MLOps Project Car Prices Prediction

This project has been developed as part of the MLOps Zoomcamp course provided by DataTalks.Club.

The dataset used has been downloaded from Kaggle and a preliminary data analysis was performed (see notebooks folder), to get some insights for the further project development.

Below you can find some instructions to understand the project content. Feel free to ⭐ and clone this repo 😉

Tech Stack

Project Structure

The project has been structured with the following folders and files:

.github: contains the CI/CD files (GitHub Actions)
data: dataset and test sample for testing the model
integration_tests: prediction integration test with docker-compose
lambda: test of the lambda handler with and w/o docker
model: full pipeline from preprocessing to prediction and monitoring using MLflow, Prefect, Grafana, Adminer, and docker-compose
notebooks: EDA and Modeling performed at the beginning of the project to establish a baseline
tests: unit tests
terraform: IaC stream-based pipeline infrastructure in AWS using Terraform
Makefile: set of execution tasks
pyproject.toml: linting and formatting
setup.py: project installation module
requirements.txt: project requirements

Project Description

The dataset was obtained from Kaggle and contains various columns with car details and prices. To prepare the data for modeling, an Exploratory Data Analysis was conducted to preprocess numerical and categorical features, and suitable scalers and encoders were chosen for the preprocessing pipeline. Subsequently, a GridSearch was performed to select the best regression models, with RandomForestRegressor and GradientBoostingRegressor being the top performers, achieving an R2 value of approximately 0.9.
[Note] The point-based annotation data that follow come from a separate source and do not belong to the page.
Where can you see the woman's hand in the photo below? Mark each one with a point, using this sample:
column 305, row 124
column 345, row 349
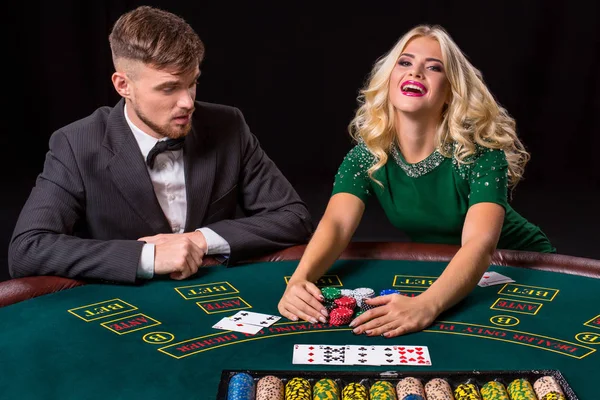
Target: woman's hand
column 395, row 315
column 302, row 300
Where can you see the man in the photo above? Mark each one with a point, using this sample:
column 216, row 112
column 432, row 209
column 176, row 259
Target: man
column 150, row 186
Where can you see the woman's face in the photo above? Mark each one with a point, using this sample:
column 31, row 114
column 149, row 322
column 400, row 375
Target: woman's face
column 418, row 84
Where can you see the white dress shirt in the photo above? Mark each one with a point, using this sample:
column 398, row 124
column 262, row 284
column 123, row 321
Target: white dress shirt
column 168, row 180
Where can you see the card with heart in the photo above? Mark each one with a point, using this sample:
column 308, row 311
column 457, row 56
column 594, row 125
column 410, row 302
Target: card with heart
column 229, row 325
column 366, row 355
column 412, row 355
column 490, row 278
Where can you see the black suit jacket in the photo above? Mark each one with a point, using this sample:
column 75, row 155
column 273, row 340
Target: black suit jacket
column 94, row 198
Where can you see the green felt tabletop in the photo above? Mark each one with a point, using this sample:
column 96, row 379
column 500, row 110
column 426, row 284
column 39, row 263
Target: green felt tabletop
column 156, row 340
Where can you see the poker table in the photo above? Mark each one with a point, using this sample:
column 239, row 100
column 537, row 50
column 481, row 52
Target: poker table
column 69, row 339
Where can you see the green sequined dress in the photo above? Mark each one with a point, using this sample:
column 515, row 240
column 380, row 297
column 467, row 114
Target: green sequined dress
column 429, row 200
Afterward, the models underwent testing, model registry, and deployment using MLflow, Prefect, and Flask. Monitoring of the models was established through Grafana and Adminer Database. Subsequently, a project infrastructure was set up in Terraform, utilizing AWS modules such as Kinesis Streams (Producer & Consumer), Lambda (Serving API), S3 Bucket (Model artifacts), and ECR (Image Registry).

Finally, to streamline the development process, a fully automated CI/CD pipeline was created using GitHub Actions.

Project Set Up

The Python version used for this project is Python 3.9.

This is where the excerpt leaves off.